Sarcocystosis is very important in cattle because it can cause irreparable economic damage to the meat and meat products industry (7, 24). Sarcocystis species are distinguished based on the characteristics of the cyst wall by electron microscopy as well as molecular methods (25, 26). The histological examination of cattle tissue can easily differentiate thick-walled S. hominis (27, 28). In the case of processed meat products, including hamburgers, the histological detection of thick-walled cysts is not possible. S. hirsuta (S. bovifelis) could not be confirmed even by electron microscopy nor by RAPD-PCR (29). Due to the high prevalence of Sarcocystis in cattle, DNA-based procedures play a crucial role in identification of species and their contribution in meat industry. On the other hand, species identification can determine the sources of livestock infection by leading to the final host (30).
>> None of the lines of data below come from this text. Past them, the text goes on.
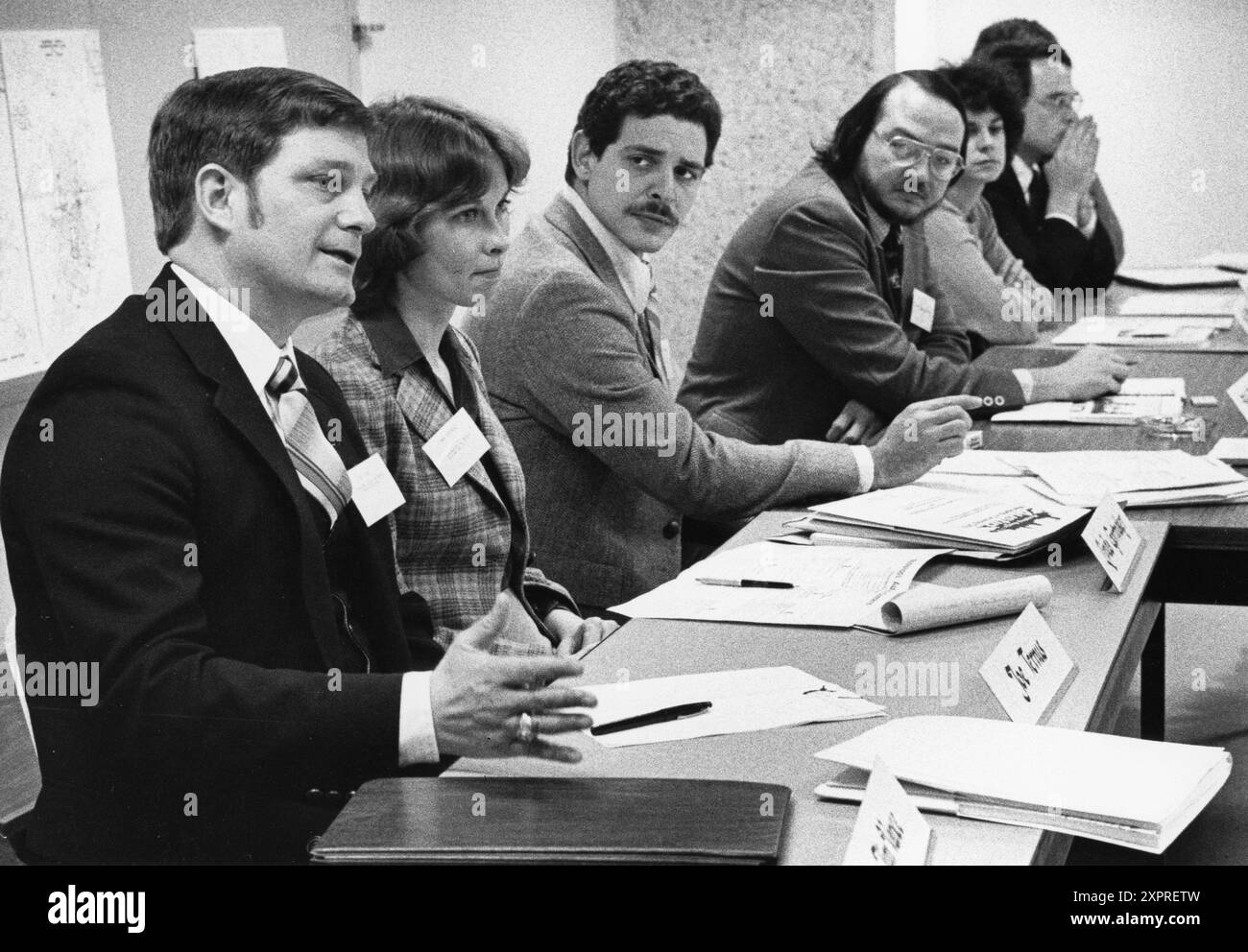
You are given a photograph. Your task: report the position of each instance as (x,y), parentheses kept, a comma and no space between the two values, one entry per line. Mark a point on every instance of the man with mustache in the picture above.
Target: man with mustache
(572,336)
(823,316)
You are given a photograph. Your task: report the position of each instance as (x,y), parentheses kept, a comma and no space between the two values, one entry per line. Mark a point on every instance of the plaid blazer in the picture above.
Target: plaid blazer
(454,545)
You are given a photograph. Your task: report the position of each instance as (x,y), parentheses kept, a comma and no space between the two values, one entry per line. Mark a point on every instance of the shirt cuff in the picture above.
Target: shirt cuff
(866,466)
(1026,383)
(417,743)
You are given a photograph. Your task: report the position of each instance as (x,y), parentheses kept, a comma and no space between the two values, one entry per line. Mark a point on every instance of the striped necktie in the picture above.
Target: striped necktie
(319,466)
(652,332)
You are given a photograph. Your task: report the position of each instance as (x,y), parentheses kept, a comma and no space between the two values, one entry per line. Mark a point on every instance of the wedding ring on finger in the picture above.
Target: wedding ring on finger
(527,730)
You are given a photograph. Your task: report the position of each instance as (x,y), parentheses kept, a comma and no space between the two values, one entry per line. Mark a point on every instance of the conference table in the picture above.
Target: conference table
(1205,559)
(1105,632)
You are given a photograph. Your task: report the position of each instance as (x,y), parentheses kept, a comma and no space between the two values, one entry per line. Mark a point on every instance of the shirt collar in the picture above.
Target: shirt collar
(633,270)
(1023,173)
(253,349)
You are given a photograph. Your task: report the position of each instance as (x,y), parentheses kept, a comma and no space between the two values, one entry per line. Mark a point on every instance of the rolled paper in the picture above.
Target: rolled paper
(924,607)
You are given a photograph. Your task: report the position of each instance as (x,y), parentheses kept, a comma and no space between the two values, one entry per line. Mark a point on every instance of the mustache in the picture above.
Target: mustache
(657,207)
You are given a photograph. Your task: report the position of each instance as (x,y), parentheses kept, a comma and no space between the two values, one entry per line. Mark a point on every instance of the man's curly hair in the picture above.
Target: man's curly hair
(645,88)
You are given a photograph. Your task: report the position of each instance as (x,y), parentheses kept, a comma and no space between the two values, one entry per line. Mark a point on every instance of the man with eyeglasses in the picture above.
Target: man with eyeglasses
(823,320)
(1048,203)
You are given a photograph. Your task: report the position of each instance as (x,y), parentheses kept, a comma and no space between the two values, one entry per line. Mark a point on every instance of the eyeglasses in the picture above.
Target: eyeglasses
(1062,101)
(941,162)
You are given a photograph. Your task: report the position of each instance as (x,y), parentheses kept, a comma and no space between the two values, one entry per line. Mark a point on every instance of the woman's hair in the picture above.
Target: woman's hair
(986,86)
(429,155)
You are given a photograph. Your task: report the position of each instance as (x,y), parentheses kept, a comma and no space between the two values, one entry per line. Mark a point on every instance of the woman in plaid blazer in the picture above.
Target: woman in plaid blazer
(441,200)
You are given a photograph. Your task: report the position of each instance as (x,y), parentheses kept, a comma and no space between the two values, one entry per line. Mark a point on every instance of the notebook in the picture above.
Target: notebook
(558,820)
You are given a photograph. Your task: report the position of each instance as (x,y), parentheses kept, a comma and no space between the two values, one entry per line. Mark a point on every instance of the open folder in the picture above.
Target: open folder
(547,820)
(1119,790)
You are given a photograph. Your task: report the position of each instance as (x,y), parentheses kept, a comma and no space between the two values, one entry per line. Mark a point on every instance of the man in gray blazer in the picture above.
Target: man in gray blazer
(578,370)
(823,315)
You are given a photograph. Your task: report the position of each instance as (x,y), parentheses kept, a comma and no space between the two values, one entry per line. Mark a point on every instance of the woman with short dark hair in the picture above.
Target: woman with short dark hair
(444,176)
(989,290)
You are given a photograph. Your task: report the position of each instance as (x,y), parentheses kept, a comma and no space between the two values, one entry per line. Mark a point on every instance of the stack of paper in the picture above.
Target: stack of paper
(951,511)
(1177,278)
(748,701)
(1155,332)
(1084,478)
(823,586)
(1140,398)
(1119,790)
(1180,303)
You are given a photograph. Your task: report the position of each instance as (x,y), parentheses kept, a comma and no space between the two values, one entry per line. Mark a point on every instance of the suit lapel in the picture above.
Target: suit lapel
(573,233)
(238,406)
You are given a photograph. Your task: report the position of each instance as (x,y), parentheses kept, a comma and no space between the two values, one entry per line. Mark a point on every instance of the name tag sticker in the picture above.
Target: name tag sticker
(454,448)
(1028,669)
(1114,540)
(373,489)
(889,830)
(923,310)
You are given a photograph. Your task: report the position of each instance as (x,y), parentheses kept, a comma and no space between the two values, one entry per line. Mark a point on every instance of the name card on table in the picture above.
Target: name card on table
(1114,540)
(1028,670)
(889,831)
(1238,393)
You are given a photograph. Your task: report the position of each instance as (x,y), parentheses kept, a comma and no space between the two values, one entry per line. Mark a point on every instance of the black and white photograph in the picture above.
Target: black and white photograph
(582,433)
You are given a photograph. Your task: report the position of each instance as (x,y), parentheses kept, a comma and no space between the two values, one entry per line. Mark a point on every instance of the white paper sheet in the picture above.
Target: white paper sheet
(1010,516)
(924,607)
(834,586)
(743,701)
(1140,398)
(1143,331)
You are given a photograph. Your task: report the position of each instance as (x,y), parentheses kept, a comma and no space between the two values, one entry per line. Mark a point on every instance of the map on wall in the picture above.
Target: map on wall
(57,146)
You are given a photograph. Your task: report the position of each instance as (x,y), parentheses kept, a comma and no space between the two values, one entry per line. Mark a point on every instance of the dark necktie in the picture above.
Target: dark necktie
(652,332)
(1037,195)
(893,265)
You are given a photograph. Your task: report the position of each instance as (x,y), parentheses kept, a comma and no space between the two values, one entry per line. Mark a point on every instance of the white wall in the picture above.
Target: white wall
(528,62)
(1168,86)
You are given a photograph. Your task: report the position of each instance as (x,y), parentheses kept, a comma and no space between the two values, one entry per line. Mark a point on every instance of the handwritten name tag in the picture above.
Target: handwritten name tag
(1114,540)
(1028,669)
(923,310)
(456,447)
(373,489)
(889,830)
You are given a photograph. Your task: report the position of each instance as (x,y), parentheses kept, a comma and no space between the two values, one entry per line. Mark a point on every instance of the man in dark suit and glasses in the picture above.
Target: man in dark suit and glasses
(179,507)
(1048,203)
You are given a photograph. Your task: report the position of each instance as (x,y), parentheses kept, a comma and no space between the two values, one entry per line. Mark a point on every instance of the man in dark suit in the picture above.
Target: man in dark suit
(573,354)
(823,316)
(181,507)
(1049,207)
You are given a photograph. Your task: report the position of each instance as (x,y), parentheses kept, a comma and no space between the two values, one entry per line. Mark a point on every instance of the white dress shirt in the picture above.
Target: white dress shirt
(257,357)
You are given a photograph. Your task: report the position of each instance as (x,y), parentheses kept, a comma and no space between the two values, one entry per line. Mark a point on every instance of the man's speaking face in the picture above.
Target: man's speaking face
(905,191)
(307,216)
(645,182)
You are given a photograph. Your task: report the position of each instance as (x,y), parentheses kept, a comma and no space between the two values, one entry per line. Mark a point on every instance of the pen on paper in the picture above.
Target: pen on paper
(748,583)
(660,716)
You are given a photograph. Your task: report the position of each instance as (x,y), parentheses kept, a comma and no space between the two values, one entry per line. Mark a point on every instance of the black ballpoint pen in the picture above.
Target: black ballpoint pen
(645,720)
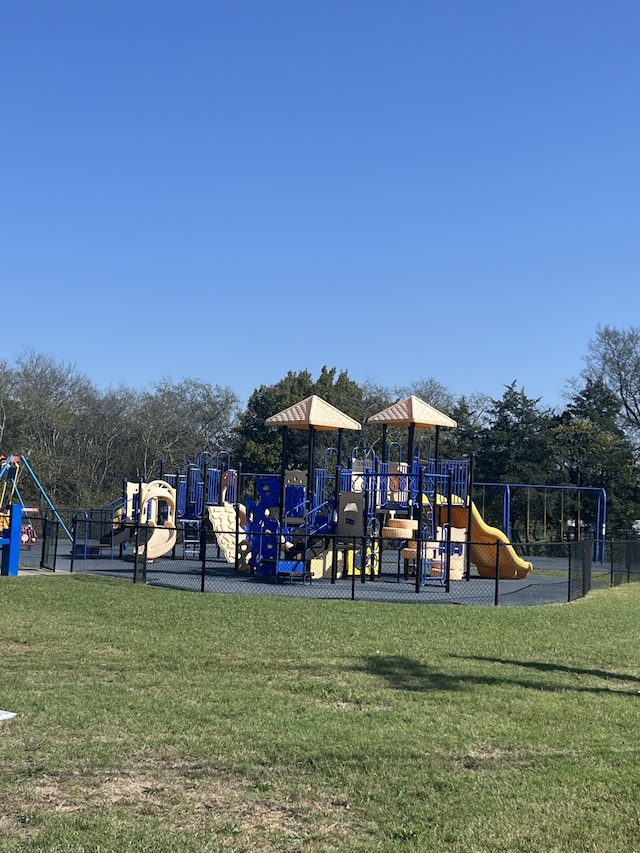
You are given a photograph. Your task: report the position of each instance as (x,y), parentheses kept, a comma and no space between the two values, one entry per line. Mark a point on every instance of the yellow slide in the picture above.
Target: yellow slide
(483,548)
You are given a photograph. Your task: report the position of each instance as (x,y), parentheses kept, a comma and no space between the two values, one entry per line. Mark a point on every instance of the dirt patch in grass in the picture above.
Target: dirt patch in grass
(189,798)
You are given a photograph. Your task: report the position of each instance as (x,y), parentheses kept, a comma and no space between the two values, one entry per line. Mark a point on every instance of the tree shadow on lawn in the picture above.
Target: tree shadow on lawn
(405,673)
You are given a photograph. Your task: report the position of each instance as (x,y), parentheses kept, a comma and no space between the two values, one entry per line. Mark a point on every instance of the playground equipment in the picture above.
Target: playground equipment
(156,508)
(335,519)
(11,468)
(10,542)
(491,549)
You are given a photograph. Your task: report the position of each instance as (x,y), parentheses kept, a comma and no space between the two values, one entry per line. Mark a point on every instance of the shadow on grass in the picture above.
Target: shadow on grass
(405,673)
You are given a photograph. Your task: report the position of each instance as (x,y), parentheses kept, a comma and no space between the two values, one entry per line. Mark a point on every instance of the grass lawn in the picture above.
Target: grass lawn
(155,720)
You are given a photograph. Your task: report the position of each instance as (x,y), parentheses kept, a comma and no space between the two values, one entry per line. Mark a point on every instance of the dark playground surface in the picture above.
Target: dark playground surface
(548,583)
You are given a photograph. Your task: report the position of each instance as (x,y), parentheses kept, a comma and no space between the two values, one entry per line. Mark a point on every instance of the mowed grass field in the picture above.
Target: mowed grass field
(155,720)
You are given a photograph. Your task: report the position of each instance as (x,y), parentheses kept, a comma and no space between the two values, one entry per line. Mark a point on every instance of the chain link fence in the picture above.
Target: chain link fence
(356,569)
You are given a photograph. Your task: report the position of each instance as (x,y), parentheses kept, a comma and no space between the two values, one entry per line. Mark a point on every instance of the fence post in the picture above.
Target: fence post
(353,572)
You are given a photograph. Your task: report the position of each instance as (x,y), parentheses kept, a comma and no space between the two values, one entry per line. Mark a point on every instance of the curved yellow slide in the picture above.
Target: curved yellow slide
(483,547)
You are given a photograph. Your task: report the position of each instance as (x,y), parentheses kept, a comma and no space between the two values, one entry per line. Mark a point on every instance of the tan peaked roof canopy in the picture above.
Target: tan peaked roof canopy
(414,411)
(313,412)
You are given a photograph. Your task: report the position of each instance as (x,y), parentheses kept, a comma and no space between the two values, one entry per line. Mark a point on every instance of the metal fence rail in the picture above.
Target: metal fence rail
(359,569)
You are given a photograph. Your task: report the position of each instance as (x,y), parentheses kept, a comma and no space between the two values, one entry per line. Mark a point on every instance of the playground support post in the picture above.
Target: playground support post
(11,543)
(467,552)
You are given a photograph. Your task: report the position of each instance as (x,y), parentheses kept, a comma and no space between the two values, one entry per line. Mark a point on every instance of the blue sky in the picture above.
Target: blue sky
(231,189)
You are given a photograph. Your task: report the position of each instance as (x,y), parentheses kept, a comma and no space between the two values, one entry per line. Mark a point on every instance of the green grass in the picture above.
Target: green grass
(155,720)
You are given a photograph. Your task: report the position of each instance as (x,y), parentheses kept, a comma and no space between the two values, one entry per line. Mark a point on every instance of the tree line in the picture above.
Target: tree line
(82,441)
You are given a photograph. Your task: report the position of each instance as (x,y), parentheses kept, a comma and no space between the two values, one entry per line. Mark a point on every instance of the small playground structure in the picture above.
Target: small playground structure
(17,527)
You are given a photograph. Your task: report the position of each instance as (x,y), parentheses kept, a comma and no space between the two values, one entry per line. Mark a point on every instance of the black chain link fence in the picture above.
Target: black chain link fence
(359,569)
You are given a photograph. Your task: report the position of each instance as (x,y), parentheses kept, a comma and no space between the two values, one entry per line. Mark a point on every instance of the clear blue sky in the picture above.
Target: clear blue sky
(230,189)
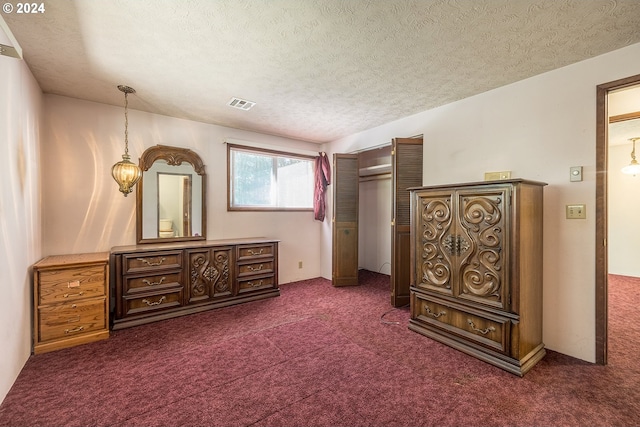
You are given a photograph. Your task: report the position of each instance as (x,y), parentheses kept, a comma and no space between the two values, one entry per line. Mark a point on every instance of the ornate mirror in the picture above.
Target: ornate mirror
(170,198)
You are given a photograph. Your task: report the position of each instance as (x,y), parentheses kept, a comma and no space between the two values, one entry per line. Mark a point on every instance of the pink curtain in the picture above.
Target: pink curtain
(322,179)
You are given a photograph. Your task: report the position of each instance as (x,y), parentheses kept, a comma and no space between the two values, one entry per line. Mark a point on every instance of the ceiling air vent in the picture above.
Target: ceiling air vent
(241,104)
(9,51)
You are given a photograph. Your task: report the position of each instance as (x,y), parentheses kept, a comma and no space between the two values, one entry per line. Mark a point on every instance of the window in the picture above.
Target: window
(269,180)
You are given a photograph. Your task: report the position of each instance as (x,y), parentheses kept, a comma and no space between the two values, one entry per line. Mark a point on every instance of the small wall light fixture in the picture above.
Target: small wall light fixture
(125,173)
(632,168)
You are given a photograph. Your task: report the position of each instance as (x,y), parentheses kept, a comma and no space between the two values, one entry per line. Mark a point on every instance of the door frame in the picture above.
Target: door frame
(602,143)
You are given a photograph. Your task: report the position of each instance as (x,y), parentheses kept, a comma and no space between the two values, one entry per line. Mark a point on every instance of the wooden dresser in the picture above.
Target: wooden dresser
(153,282)
(70,294)
(477,269)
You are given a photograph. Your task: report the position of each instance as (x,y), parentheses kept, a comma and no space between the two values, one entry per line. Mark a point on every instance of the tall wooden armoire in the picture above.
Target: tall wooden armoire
(477,269)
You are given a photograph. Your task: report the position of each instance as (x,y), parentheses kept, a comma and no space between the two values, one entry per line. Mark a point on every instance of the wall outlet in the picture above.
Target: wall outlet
(576,211)
(575,173)
(495,176)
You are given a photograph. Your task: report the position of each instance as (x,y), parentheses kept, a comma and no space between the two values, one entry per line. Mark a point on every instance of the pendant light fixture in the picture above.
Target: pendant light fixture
(125,173)
(632,168)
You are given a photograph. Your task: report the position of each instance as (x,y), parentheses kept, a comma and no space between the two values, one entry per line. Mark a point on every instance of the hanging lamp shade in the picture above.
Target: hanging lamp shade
(126,173)
(632,168)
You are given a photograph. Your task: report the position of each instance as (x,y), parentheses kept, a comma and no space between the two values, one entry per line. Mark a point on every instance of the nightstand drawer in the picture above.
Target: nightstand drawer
(55,286)
(266,250)
(67,320)
(482,328)
(150,261)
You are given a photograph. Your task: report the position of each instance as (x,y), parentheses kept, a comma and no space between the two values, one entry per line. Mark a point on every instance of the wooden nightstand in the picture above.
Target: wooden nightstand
(71,300)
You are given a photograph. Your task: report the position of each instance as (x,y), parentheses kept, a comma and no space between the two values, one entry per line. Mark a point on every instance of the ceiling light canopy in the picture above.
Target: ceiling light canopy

Hooshyar et al showed a 29% contamination among 200 studied hamburgers in Kashan, by PCR-RFLP technique. They confirmed that 74% of the samples were infected by S. cruzi, which canids act as definitive host, 20% by both S. cruzi and S. hirsuta (felids as final hosts) and 3.5% revealed both infection of S. cruzi and S. homminis (human as final hosts) (14). In Italy, S. cruzi and S. bovifelis were the most isolated species of cattle in the slaughterhouses (23). S. hominis, unlike previous studies (14, 21), was isolated from only 1.7% of the samples. Prior studies had not considered the prevalence of S. bovifelis and this may indicate that the higher prevalence of S. hominis has been due to the inability of techniques to separate the two species (23). In the present study, although molecular methods were determined as a powerful tool for confirmation of meat infection due to the high sensitivity rather than the digestive ones, they may not be merited for food safety detection because of showing the dead particles of infectious agents. On the other hand DNA extraction was challenging, due to disruption of the parasite structure in processed food.

Conclusion

More than half (57 %) of beef burgers were infected by Sarcocystis. S. bovifelis was identified as the main isolated species. Although the predominant species of the parasite in this study was S. bovifelis, isolation and species identification are suggested to confirm the real contamination with the zoonotic S. hominis. Livestock should be maintained at hygienic condition, away from felids, in order to avoid S. bovifelis infection.